Biomass is an excellent sustainable carbon neutral energy source, however its use as a coal/petroleum coke substitute in thermal applications poses several challenges. Several inherent properties of biomass including higher heating value (HHV), bulk density, and its hydrophilic and fibrous nature, all contribute to challenges for it to be used as a solid fuel. Torrefaction or mild pyrolysis is a well-accepted thermal pretreatment technology that solves most of the above-mentioned challenges and results in a product with superior coal-like properties. Torrefaction involves the heating of biomass to moderate temperatures typically between 200 °C and 300 °C in a non-oxidizing atmosphere. This study focused on evaluating the influence of torrefaction operating temperature (204–304 °C) and residence time (10–40 min) on properties of pine. Tests were performed on a continuous 0.3 ton/day indirectly heated rotary reactor. The influence of torrefaction operational conditions on pine was evaluated in terms of the composition of torrefied solids, mass yield, energy yield, and HHV using a simulated model developed in Aspen Plus™ software. A kinetic model was established based on the experimental data generated. An increase in torrefaction severity (increasing temperature and residence time) resulted in an increase in carbon content, accompanied with a decrease in oxygen and hydrogen. Results from the simulated model suggest that the solid and energy yields decreased with an increase in temperature and residence time. Solid yield varied from 80% at 204 °C to 68% at 304 °C, and energy yield varied from 99% at 204 °C to 70% at 304 °C, respectively. On the other hand, HHV improved from 22.8 to 25.1 MJ/kg with an increase in temperature at 20 min residence time. Over the range of 10 to 40 min residence time at 260 °C, solid and energy yields varied from 77% to 59% and 79% to 63%, respectively; however the HHV increased by only 3%. Solid yield, energy yield, and HHV simulated data were within the 5% error margin when compared to the experimental data. Validation of the simulation parameters was achieved by the conformance of the experimental and simulation data obtained under the same testing conditions. These simulated parameters can be utilized to study other operating conditions fundamental for the commercialization of these processes.

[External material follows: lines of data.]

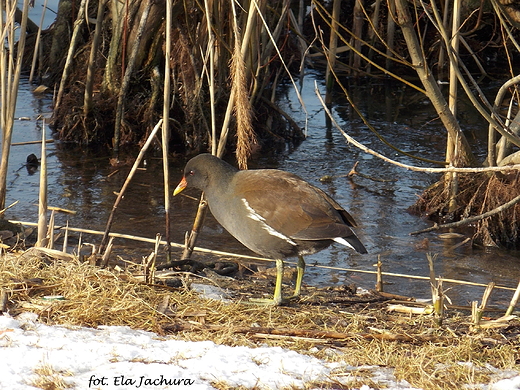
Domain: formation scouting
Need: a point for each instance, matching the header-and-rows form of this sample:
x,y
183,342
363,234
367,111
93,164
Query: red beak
x,y
181,186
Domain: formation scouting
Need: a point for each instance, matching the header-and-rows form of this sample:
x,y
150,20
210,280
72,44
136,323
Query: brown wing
x,y
292,206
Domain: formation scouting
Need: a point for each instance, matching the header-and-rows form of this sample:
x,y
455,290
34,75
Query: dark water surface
x,y
85,182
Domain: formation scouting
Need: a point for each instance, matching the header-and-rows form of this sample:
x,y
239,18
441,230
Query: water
x,y
85,181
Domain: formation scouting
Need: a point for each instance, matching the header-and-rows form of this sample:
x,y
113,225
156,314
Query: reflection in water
x,y
85,181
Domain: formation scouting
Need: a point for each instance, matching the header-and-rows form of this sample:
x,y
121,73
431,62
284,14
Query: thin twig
x,y
469,220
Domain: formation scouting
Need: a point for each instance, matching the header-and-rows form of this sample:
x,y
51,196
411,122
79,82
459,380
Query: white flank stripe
x,y
341,240
257,217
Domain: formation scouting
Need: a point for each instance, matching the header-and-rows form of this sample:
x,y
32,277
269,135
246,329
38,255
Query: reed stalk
x,y
80,19
211,76
10,70
514,301
37,50
451,146
165,133
89,82
42,197
66,238
331,53
126,183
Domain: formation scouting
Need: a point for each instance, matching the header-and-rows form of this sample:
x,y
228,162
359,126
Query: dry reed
x,y
329,323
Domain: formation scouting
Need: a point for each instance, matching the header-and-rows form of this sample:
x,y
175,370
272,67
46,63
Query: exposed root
x,y
478,194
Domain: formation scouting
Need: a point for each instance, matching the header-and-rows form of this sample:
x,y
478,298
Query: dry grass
x,y
362,332
49,379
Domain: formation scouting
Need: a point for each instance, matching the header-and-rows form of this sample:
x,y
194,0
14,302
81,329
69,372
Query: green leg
x,y
277,297
300,267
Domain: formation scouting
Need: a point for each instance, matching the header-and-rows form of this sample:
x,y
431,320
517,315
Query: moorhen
x,y
274,213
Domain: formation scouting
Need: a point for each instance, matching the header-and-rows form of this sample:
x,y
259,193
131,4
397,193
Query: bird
x,y
274,213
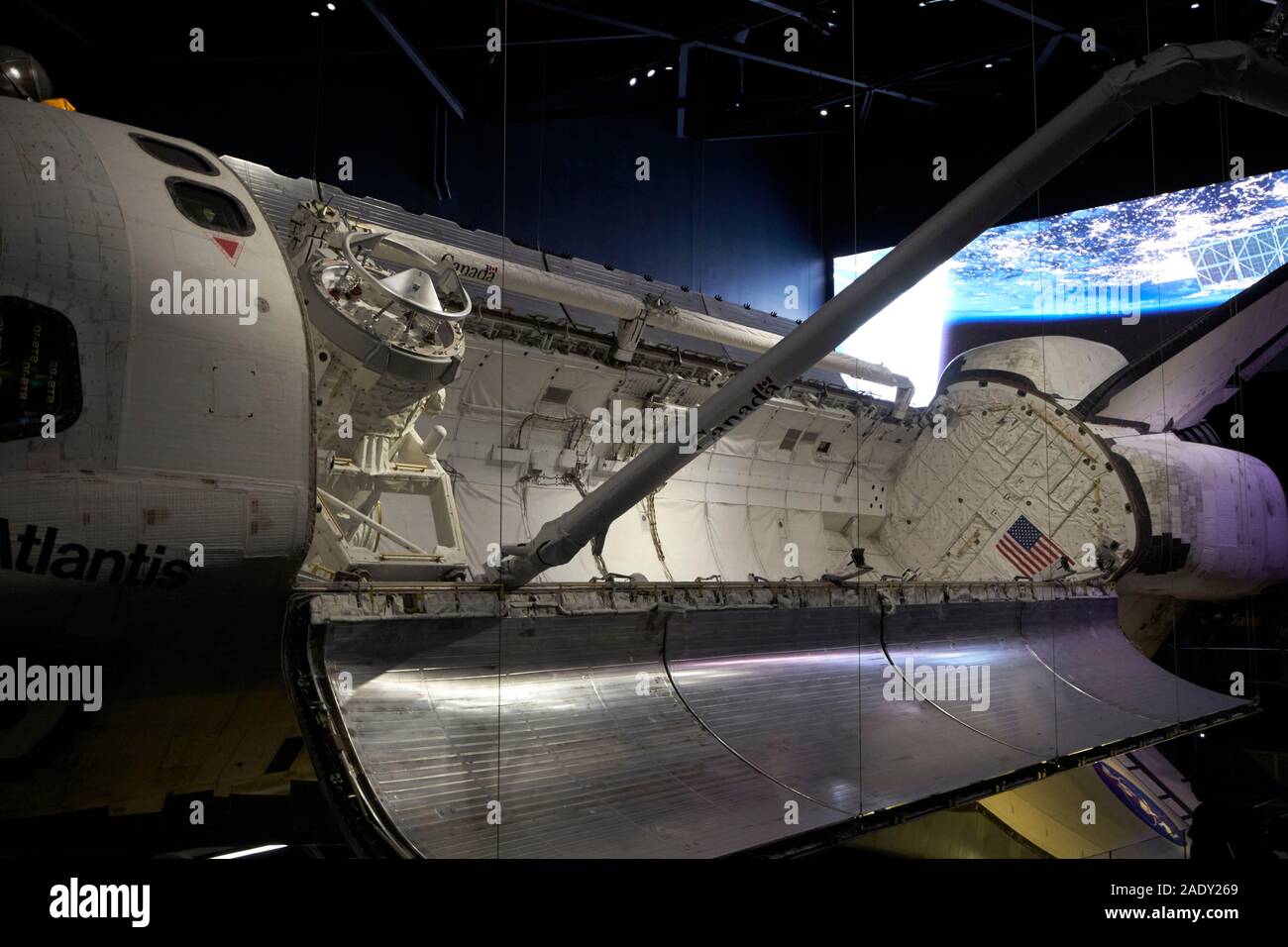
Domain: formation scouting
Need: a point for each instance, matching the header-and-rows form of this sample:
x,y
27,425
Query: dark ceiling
x,y
901,81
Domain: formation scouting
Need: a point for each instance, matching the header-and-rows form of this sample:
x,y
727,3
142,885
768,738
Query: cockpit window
x,y
39,369
174,155
209,206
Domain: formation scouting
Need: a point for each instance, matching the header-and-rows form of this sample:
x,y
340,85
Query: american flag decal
x,y
1025,548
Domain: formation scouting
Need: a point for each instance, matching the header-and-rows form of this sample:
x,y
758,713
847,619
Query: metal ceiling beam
x,y
1046,25
452,102
597,18
791,67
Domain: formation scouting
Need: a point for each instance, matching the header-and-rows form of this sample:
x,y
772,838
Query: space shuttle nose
x,y
155,402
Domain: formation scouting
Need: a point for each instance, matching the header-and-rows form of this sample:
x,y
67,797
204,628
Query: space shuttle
x,y
313,480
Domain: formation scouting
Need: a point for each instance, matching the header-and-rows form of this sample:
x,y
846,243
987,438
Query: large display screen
x,y
1113,273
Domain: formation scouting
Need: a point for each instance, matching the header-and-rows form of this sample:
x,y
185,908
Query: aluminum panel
x,y
678,733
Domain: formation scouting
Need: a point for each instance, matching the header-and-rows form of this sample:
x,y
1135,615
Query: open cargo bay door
x,y
708,719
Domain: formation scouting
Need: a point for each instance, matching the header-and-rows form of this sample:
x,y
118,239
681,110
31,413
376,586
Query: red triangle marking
x,y
231,248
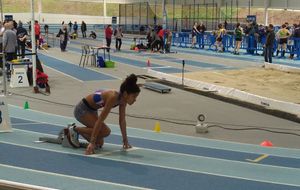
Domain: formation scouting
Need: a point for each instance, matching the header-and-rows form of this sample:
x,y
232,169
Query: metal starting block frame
x,y
61,139
157,87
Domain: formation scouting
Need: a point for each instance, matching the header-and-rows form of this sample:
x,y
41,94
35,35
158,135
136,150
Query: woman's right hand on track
x,y
90,149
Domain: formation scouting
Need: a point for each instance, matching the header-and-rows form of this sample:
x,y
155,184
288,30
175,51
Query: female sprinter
x,y
86,113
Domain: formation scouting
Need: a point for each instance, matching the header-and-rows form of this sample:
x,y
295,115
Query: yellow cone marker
x,y
26,105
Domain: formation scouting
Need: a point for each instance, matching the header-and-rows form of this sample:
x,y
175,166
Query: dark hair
x,y
271,26
129,85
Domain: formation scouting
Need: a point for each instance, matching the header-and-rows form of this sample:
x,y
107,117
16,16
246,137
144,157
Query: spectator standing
x,y
118,35
70,26
63,37
21,39
201,28
238,33
37,33
46,29
219,38
195,32
9,44
161,37
283,34
269,43
108,35
296,34
83,29
75,28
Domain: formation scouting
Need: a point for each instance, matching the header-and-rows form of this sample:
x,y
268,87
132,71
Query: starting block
x,y
157,87
61,139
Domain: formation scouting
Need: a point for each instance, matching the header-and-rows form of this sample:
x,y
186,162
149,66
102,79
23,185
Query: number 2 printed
x,y
20,79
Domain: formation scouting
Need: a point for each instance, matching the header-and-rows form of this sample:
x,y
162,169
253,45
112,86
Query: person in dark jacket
x,y
21,39
83,29
269,44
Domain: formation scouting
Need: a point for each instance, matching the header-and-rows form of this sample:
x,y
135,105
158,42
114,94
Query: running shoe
x,y
73,137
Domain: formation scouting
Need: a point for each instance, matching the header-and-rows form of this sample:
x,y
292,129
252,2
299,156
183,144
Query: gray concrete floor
x,y
178,106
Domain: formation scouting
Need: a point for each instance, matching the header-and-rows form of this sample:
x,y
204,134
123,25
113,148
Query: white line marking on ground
x,y
155,165
25,123
168,152
17,185
72,177
147,131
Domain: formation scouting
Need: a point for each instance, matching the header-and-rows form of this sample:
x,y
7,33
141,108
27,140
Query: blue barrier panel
x,y
251,44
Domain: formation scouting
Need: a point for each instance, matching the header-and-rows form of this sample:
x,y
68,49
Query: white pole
x,y
3,56
266,15
33,44
164,14
104,11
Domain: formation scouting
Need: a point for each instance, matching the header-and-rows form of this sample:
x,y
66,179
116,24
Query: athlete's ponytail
x,y
129,85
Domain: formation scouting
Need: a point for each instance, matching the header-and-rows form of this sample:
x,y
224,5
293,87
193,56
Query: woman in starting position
x,y
86,112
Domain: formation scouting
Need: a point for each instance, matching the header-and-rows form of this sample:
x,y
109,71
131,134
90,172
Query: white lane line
x,y
159,166
24,186
71,177
180,143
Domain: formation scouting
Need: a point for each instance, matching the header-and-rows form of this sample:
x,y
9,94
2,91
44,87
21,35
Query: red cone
x,y
266,143
148,63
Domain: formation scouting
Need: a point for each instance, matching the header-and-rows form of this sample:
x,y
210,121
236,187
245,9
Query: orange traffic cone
x,y
157,127
148,63
266,143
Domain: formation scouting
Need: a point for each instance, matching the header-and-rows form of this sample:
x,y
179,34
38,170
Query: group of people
x,y
159,39
117,33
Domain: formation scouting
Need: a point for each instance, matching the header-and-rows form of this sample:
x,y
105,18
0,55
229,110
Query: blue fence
x,y
251,44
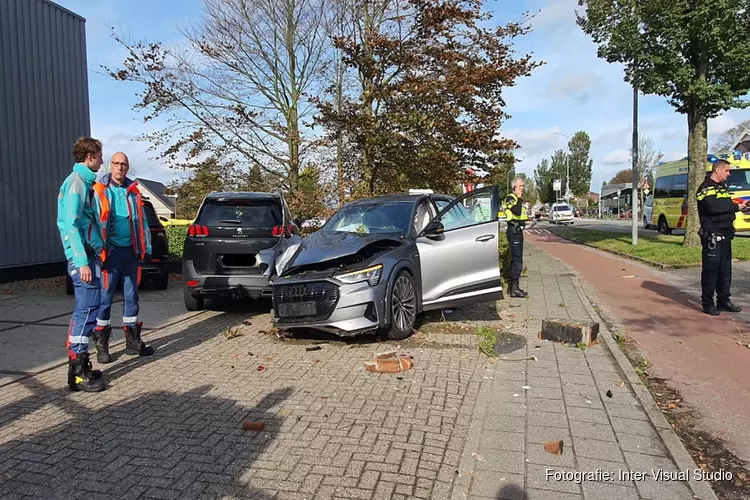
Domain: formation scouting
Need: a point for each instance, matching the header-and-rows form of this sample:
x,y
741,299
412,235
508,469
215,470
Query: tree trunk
x,y
697,151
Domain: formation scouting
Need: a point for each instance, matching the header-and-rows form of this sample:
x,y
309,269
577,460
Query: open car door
x,y
458,251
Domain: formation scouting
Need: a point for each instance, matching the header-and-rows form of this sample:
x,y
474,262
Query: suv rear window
x,y
151,218
245,213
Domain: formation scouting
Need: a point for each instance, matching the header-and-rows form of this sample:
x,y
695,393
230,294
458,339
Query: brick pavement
x,y
561,396
170,426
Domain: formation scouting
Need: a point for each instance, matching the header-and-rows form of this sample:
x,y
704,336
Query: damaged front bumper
x,y
329,305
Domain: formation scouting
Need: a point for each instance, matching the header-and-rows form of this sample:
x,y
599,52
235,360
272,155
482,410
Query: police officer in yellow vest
x,y
515,214
717,213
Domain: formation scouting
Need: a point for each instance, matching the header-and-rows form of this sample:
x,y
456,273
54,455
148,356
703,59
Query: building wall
x,y
44,103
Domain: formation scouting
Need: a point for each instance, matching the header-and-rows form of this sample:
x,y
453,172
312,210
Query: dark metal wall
x,y
44,108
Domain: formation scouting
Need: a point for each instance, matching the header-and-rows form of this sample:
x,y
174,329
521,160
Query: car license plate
x,y
293,309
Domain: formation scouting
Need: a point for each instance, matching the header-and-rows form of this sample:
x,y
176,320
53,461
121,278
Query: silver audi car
x,y
378,263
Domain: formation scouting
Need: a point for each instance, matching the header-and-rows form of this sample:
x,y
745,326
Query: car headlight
x,y
371,275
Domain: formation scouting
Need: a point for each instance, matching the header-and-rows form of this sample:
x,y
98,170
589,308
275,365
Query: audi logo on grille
x,y
296,291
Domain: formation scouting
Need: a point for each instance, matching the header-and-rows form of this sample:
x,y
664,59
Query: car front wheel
x,y
403,308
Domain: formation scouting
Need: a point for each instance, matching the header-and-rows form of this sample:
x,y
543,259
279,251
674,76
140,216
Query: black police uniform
x,y
717,213
516,217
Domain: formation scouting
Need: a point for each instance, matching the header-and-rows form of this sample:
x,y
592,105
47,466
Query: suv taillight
x,y
197,230
282,231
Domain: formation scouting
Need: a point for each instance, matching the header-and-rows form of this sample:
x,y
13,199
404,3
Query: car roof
x,y
390,198
242,195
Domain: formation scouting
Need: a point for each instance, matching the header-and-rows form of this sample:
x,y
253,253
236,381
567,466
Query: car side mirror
x,y
434,230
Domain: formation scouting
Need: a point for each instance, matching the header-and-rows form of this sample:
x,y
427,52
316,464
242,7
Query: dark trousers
x,y
716,276
121,264
515,241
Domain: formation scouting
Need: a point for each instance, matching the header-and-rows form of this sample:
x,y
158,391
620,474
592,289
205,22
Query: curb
x,y
701,489
626,256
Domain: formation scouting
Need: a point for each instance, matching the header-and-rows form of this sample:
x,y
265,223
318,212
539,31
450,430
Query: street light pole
x,y
634,192
567,165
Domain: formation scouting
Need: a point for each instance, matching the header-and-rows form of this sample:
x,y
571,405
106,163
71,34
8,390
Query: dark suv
x,y
158,267
232,246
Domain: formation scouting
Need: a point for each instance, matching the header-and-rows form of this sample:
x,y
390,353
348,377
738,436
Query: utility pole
x,y
634,193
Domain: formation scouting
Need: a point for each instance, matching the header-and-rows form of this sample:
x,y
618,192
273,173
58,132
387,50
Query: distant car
x,y
648,210
561,213
379,262
231,248
157,268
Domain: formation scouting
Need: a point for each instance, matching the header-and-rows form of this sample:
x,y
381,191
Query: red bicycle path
x,y
697,353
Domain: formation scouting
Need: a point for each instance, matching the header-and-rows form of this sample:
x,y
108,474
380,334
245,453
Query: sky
x,y
574,90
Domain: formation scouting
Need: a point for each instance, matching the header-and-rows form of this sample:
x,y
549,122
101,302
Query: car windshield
x,y
739,180
371,218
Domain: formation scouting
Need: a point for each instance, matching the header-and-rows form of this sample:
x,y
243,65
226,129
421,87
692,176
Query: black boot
x,y
515,291
710,309
81,377
102,344
728,306
133,343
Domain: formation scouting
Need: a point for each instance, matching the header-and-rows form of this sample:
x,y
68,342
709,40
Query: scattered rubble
x,y
553,447
390,362
249,425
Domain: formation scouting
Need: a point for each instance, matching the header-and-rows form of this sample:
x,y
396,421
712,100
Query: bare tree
x,y
240,89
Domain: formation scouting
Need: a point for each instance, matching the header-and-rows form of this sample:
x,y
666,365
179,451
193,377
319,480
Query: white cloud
x,y
578,86
617,157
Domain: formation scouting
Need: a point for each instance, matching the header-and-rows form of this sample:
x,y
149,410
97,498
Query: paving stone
x,y
507,441
490,484
601,491
543,477
543,434
602,450
503,461
548,419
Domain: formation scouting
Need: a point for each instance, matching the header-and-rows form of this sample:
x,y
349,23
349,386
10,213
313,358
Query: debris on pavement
x,y
553,447
249,425
231,333
390,362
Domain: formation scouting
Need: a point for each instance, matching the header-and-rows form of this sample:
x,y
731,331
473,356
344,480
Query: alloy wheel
x,y
403,304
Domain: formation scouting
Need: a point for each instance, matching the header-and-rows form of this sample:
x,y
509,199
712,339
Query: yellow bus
x,y
670,192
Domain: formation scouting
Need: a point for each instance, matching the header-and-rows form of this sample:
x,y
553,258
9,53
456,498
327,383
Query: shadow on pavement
x,y
176,444
675,295
164,347
511,492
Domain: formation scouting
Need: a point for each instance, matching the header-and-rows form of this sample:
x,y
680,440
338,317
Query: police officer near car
x,y
516,217
717,213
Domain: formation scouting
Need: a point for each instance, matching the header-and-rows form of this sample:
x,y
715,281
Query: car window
x,y
371,218
245,213
739,180
472,210
423,216
151,218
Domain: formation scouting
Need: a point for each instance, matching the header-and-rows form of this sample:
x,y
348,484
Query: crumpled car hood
x,y
323,246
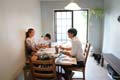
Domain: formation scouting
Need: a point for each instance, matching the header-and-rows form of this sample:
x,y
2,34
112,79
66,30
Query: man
x,y
76,51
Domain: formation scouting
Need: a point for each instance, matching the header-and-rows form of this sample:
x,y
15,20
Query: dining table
x,y
60,58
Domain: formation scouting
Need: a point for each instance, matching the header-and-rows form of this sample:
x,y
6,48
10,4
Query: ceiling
x,y
55,0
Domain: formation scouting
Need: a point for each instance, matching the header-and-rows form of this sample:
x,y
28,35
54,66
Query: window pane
x,y
59,22
58,14
63,15
69,15
58,36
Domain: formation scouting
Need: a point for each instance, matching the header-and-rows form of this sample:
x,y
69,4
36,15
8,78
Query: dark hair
x,y
48,35
29,31
72,31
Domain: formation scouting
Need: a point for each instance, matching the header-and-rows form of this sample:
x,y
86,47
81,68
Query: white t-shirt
x,y
30,42
77,50
43,41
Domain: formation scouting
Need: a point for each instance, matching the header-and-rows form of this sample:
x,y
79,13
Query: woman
x,y
30,44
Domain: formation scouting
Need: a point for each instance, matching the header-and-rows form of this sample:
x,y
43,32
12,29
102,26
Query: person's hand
x,y
61,47
67,53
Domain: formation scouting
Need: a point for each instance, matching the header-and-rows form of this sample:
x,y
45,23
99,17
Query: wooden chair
x,y
82,69
43,69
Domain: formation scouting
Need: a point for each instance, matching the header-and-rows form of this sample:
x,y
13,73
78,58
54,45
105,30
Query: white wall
x,y
112,27
15,17
95,24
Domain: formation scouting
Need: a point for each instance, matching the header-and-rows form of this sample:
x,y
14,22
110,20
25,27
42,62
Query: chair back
x,y
86,51
43,69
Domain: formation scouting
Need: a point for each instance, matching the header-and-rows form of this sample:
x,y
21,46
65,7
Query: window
x,y
65,19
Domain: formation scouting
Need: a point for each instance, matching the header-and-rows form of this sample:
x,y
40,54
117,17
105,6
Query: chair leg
x,y
25,74
83,74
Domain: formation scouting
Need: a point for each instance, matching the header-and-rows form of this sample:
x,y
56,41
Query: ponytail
x,y
29,31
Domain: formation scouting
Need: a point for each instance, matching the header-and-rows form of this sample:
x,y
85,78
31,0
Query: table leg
x,y
102,62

Desirable torrefaction temperature to achieve the highest solid fuel yield can be determined using the energy yield and mass loss data.

Suggested Citation

  • Suchandra Hazra & Prithvi Morampudi & John C. Prindle & Dhan Lord B. Fortela & Rafael Hernandez & Mark E. Zappi & Prashanth Buchireddy, 2023. "Torrefaction of Pine Using a Pilot-Scale Rotary Reactor: Experimentation, Kinetics, and Process Simulation Using Aspen Plus™," Clean Technol., MDPI, vol. 5(2), pages 1-21, May.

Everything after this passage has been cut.